For millennia it was called simply “The City.”  It was understood that there was no greater, richer, or more powerful city anywhere in the world.
Today, although Ankara is the capital of the Turkish Republic, Istanbul is the country’s heart and soul, the center of its history, arts, fashion, commerce, and higher education.  Founded as a fishing village called Byzantium, it later became Constantinople, the capital of the Byzantine (Later Roman) Empire, until captured by the Ottoman Turkish armies of Sultan Mehmet the Conqueror in 1453.  During the five centuries of their reign, the Ottoman sultans allowed the Christian inhabitants to retain some of their churches and encouraged Jewish immigrants driven from Spain by the Spanish Inquisition to settle here.

The historic center of the city, with its Byzantine Hippodrome, is Sultanahmet Square.  The Hippodrome, the scene of chariot races and political riots in Byzantine times, and of horseback-riding games and archery contests during the Ottoman era, is now a pleasant park.  Beneath its northern end lies the eerie Basilica Cistern, a palatial 6th century underground reservoir supported by 336 columns.  Spread along the east side of the Hippodrome is the famous Blue Mosque (Mosque of Sultan Ahmet I), its domes swelling skyward framed by six slender minarets.  On the west side, the Palace of Ibrahim Pasha, Grand Vezir to Sultan Suleyman the Magnificent, now houses the treasure-filled Museum of Turkish and Islamic Arts.

The huge bulk of Ayasofya (Saint Sophia, Church of the Divine Wisdom) looms over the square.  Built by the Emperor Justinian in 537 A.D., this was the greatest church in Christendom for a thousand years, and an architectural masterpiece to this day.  Used as a mosque during Ottoman times, it is now a museum. 

Spreading across Seraglio Point and covering 172 acres, Topkapi Palace is a vast assemblage of garden-filled courtyards, richly decorated chambers, kiosks, pools, and passageways.  It was home to the Ottoman imperial family for 450 years.  Don’t miss the Imperial Treasury, stuffed with incredible wealth including an 86 carat diamond and a 7 lb emerald; the richly tiled Baghdad and Erivan pleasure kiosks; the gilded Council Chamber; the massive kitchens now filled with exhibits of fine Chinese porcelain; and of course the Imperial Harem, the palace’s family quarters.  Walk along Divan Yolu, the imperial road that led to Rome, to reach the Grand Bazaar, a covered maze of some 4,000 shops selling everything from trash to treasures.  Don’t forget Beyoglu, the historic diplomatic district on the north shore of the Golden Horn.  Its cobbled streets are now filled with shops, sidewalk cafes and trendy music clubs.  Also be sure to take an excursion boat up the Bosphorus to enjoy the views of its verdant coasts dotted with imperial palaces and Ottoman-era villages.  But whatever you do, you’ll take away precious memories.

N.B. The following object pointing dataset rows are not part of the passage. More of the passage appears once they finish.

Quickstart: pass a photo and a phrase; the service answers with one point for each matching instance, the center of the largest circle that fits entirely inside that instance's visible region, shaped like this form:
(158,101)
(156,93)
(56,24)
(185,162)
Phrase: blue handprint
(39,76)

From the Dardanelles and fabled Troy to the fairytale Crusader castle and sunny beaches of Bodrum, Turkey’s Aegean coast offers rich possibilities for sun, fun, and new experiences. 

The Canakkale Bogazi, also known as the Dardanelles or Hellespont, is the strait that connects the Aegean and Marmara seas.  Famous in ancient legends, it was also the setting for the momentous Gallipoli campaign of World War I.  Within view of its shores stands Troy, its fabled walls now excavated and restored.  A  model of the Trojan horse reminds visitors of the legendary battle for the love of Helen.

A short drive south brings you to the resort town of Ayvalik, and not much farther along to Bergama, the ancient Pergamum. The Asclepion of Pergamum, still visitable today, was the famous medical center where Galen (131-210 AD) laid down the fundamentals of medical practice that would last for more than a millennium.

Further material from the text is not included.